Julie’s Peanut Butter Cookies

These peanut butter cookies have peanuts in them and are my go-to peanut butter cookie


13 oz (2 3/4 cup plus 1 tablespoon) unbleached all purpose flour

1 teaspoon baking soda

1/2 lb (1 cup) unsalted butter, softened at room temperature

1 cup granulated sugar

1 cup very firmly packed light brown sugar

2 large eggs

1 lb (1 3/4 cups) smooth peanut butter

1/4 teaspoon pure vanilla extract

1/2 cup salted peanuts, chopped


Position a rack in the center of the oven and heat the oven to 350F.  Using a stand mixer with the paddle attachment, beat the butter, sugar, and brown sugar on medium speed until light and fluffy, 4-5 minutes.  Scrape the bowl with a rubber spatula.  Beat in the eggs until thoroughly combined, 1-2 minutes.  Scrape the bowl again.  Beat in the peanut butter and vanilla until blended, about 1 minute.  Scrape the bowl again.  With the mixer on low speed, slowly add the flour until incorporated, about 30 seconds.  Mix in the peanuts.

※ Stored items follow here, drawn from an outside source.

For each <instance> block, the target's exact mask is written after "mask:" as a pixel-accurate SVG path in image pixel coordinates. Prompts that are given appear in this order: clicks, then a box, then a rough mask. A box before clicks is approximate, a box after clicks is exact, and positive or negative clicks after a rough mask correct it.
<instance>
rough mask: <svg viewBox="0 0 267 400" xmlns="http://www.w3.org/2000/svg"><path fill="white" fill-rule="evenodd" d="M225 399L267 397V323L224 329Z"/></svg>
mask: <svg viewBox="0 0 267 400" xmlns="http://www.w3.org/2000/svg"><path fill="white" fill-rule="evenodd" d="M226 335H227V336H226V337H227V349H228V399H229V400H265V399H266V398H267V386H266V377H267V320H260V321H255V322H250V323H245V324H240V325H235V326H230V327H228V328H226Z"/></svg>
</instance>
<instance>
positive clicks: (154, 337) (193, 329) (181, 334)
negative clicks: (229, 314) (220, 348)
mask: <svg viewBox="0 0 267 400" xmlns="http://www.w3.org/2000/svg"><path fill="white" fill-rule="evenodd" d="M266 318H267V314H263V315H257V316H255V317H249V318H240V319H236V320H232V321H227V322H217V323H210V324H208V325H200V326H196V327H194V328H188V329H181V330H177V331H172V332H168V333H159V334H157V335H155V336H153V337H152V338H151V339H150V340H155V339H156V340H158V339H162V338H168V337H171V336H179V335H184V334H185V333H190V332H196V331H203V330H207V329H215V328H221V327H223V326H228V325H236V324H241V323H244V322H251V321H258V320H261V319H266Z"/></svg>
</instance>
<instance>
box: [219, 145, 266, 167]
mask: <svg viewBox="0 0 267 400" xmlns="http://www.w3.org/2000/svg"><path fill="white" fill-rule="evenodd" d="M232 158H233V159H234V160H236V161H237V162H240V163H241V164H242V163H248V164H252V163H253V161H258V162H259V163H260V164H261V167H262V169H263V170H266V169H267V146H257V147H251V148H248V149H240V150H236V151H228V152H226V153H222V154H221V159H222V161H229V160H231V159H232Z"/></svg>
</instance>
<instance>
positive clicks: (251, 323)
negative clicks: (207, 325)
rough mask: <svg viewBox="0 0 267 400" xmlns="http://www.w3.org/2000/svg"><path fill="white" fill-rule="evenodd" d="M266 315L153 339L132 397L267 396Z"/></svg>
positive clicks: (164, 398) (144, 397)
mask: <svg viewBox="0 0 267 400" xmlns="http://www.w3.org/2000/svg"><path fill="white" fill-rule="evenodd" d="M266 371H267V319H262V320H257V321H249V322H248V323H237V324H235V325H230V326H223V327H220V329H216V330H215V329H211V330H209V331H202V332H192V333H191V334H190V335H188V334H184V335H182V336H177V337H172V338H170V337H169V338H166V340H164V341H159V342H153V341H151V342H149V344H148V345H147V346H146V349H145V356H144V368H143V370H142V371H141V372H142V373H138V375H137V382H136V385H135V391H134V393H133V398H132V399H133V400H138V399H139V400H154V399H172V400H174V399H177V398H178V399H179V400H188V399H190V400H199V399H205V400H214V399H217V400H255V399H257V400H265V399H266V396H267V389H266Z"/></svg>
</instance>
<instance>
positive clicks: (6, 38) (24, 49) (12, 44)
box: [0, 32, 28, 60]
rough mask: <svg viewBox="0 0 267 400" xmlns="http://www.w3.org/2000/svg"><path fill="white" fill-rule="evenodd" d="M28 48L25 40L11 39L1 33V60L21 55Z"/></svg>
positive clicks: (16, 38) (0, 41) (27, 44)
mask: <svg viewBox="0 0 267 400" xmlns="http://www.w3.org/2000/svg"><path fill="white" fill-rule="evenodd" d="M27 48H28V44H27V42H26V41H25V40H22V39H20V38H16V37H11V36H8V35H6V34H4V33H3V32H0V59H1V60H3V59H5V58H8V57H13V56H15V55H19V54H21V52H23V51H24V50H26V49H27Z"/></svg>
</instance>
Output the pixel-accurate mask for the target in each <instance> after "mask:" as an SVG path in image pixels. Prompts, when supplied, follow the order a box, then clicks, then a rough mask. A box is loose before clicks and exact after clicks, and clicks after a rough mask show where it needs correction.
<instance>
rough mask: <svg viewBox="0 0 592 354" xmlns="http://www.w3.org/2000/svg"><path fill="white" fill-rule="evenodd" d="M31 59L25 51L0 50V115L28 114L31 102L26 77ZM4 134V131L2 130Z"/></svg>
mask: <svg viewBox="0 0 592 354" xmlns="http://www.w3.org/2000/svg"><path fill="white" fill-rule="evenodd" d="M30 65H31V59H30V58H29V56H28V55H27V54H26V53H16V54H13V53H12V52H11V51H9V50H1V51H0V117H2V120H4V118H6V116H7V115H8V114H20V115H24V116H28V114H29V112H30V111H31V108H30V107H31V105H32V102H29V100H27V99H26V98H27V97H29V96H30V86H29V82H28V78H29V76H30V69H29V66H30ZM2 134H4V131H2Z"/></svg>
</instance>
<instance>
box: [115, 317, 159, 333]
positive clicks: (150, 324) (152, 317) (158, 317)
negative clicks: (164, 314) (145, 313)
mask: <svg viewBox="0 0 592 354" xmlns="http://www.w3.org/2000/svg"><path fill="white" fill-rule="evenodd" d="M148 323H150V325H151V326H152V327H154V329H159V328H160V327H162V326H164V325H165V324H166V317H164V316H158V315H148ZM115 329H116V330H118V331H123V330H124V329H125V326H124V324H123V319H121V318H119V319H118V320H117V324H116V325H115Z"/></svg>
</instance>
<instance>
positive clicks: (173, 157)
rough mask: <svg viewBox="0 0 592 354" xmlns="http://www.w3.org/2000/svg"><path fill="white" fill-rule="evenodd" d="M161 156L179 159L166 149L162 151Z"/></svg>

Drop the dough by rounded tablespoonfuls about 3 inches apart on ungreased cookie sheets and flatten each cookie slightly with the palm of your hand.  Using the tines of a fork, make a criss-cross pattern on top of each cookie.  Bake until the cookies are golden brown on the edges and slightly soft in the center, 15-18 minutes.  Let the cookies cool on the sheet for one minute before transferring them to a rack to cool.

The cookies can be stored in an airtight container up to 3 days.